# cleaning hamster...er....balls.



## foxxy cleopatra (Nov 18, 2008)

how do you clean your hamster exercise balls? mines got really dirty... ive tried to use cage wipes on it but that didnt work


----------



## zany_toon (Jan 30, 2009)

Soak it in hot water and keep replacing it with fresh hot water. Use some of whatever cleaning spray you normally use in the water too. I find that works well - or at least it works on the wheels for my mice and they are almost impossible to clean! I am convinced that they have figured out a way to make glue to stick the yucky stuff to it!


----------



## Jazzy (Apr 15, 2009)

I have always just washed mine with hot water and fairy liquid, it seems to work.


----------



## Obsidian_Winter (Jan 25, 2009)

Jazzy said:


> I have always just washed mine with hot water and fairy liquid, it seems to work.


Me too  I tend to rise it too though, just to make sure that there are no suds left on it incase they get sick from it.


----------



## Jazzy (Apr 15, 2009)

I also use it to wash all my rodent cages (3 hamster cages and 2 indoor guinea pig cages) and it's always been fine. I always give them a good rinsing after with hot water.


----------



## Marcia (Mar 10, 2009)

I will only use animal safe disinfectant.

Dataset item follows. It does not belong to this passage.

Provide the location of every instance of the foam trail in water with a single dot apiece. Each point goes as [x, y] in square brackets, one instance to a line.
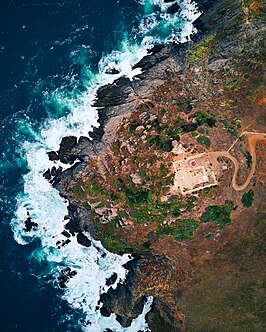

I won't touch fairy liquid with a barge pole for my own reasons 

Anyway, i usually just spray the ball with animal disinfectant and give it a good wipe down


----------



## Jazzy (Apr 15, 2009)

I've been using fairy liquid now for around 30 years to clean animal cages out and never had any problems as long as you rinse well. I don't think animal disinfectant was even invented then.:laugh: I look on it this way - if its safe to wash our plates and cutlery in and eat with them then it's safe to use for cages. Everyone to their own way though.


----------



## Marcia (Mar 10, 2009)

I wouldn't use it period but as i said, i have my reasons. It's purely the product, not what it can do 

If it does the job for you then great stuff :thumbup:


----------



## scarlet_rain (Mar 11, 2009)

I agree, washing up liquid is probably the best thing, and pet disenfectant is also very good. I breed Mice, rats and gerbils and so I alsways have alot of cages to clean out, never had a problem with either of these products


----------



## happysaz133 (Jun 5, 2008)

I just use washing up liquid (Co-op, because its not tested on animals) and hot water. Always works for mine.


----------



## Maiisiku (Feb 20, 2009)

animal safe disenfectant and a shower head work wonders.


----------



## foxxy cleopatra (Nov 18, 2008)

:O:O:O no way can you wash them!!!!!! ive been buying new balls every couple of months! LOL....and i would only use special pet disinfectant....just incase...and wish the animal one, you only have to wipe it off...you dont have to wash it off...so i feel safer  not sure why? lol


----------